O estudo também registrou redução de aproximadamente 60% no
risco de morte e de progressão da doença. A taxa de resposta objetiva foi de
31,6%, contra 11,2% no grupo de quimioterapia. Segundo Donadio, os pacientes
que receberam o medicamento tiveram aumento da sobrevida livre de progressão de
cerca de 3,5 para 7 meses e da sobrevida global de aproximadamente 6 para 13
meses.
“Isso o torna o novo padrão de tratamento de segunda linha
para o câncer de pâncreas metastático”, explica o oncologista. O medicamento
atua sobre a via da proteína KRAS, uma das principais responsáveis pelos sinais
de crescimento das células tumorais. Alterações nessa via estão presentes em
mais de 90% dos casos de adenocarcinoma ductal pancreático.

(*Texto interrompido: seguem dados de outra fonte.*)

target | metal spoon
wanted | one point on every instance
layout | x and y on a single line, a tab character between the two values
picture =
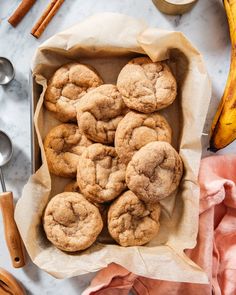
7	72
12	236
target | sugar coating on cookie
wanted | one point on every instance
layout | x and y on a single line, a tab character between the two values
68	84
99	113
100	174
71	222
147	86
136	130
72	186
63	145
132	222
154	172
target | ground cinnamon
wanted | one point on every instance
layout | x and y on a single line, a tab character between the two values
20	12
46	17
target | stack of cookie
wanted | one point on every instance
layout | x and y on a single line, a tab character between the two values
117	147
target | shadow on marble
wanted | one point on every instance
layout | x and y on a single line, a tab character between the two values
17	89
17	171
204	18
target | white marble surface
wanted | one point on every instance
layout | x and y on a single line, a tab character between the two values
205	26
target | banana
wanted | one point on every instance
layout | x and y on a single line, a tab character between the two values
223	129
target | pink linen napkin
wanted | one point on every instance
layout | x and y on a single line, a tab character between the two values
215	251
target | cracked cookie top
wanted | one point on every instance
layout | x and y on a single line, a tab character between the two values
154	172
99	113
63	145
101	175
131	222
71	222
147	86
68	84
136	130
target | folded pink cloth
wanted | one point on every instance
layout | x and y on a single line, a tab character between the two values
216	245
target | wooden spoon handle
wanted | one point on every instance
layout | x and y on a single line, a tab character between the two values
9	284
20	12
12	235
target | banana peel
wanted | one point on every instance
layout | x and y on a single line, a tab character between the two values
223	129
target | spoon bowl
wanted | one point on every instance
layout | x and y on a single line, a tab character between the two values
7	72
6	149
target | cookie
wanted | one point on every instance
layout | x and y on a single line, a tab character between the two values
136	130
147	86
100	174
72	186
154	172
103	208
63	145
131	222
68	84
71	222
99	113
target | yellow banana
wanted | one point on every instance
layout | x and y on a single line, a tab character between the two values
223	129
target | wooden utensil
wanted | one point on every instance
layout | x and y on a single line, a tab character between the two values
9	284
12	235
20	12
174	7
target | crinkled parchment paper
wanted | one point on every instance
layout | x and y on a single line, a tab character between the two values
107	41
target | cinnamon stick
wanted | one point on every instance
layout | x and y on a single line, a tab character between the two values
20	12
46	17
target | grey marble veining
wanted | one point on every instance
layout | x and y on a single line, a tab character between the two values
206	27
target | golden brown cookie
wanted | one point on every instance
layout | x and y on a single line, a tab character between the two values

Tratamento não significa cura em todos os casos
Apesar dos resultados positivos, é importante destacar que o
estudo avaliou pacientes com câncer de pâncreas metastático que já haviam
recebido tratamento anterior. Os resultados, portanto, não significam que o
daraxonrasib seja uma cura ou que o medicamento possa substituir as estratégias
utilizadas em outros estágios da doença.
Para o câncer de pâncreas, a identificação precoce continua
sendo um dos principais desafios. Atenção aos fatores de risco, investigação de
sintomas persistentes e desenvolvimento de métodos capazes de detectar o tumor
mais cedo estão entre as estratégias que podem melhorar o prognóstico. “A
oncologia tem evoluído rapidamente. Com a identificação de subtipos moleculares
do câncer de pâncreas, conseguimos desenvolver terapias mais específicas e
direcionadas. O futuro da oncologia pancreática é promissor”, ressalta Donadio.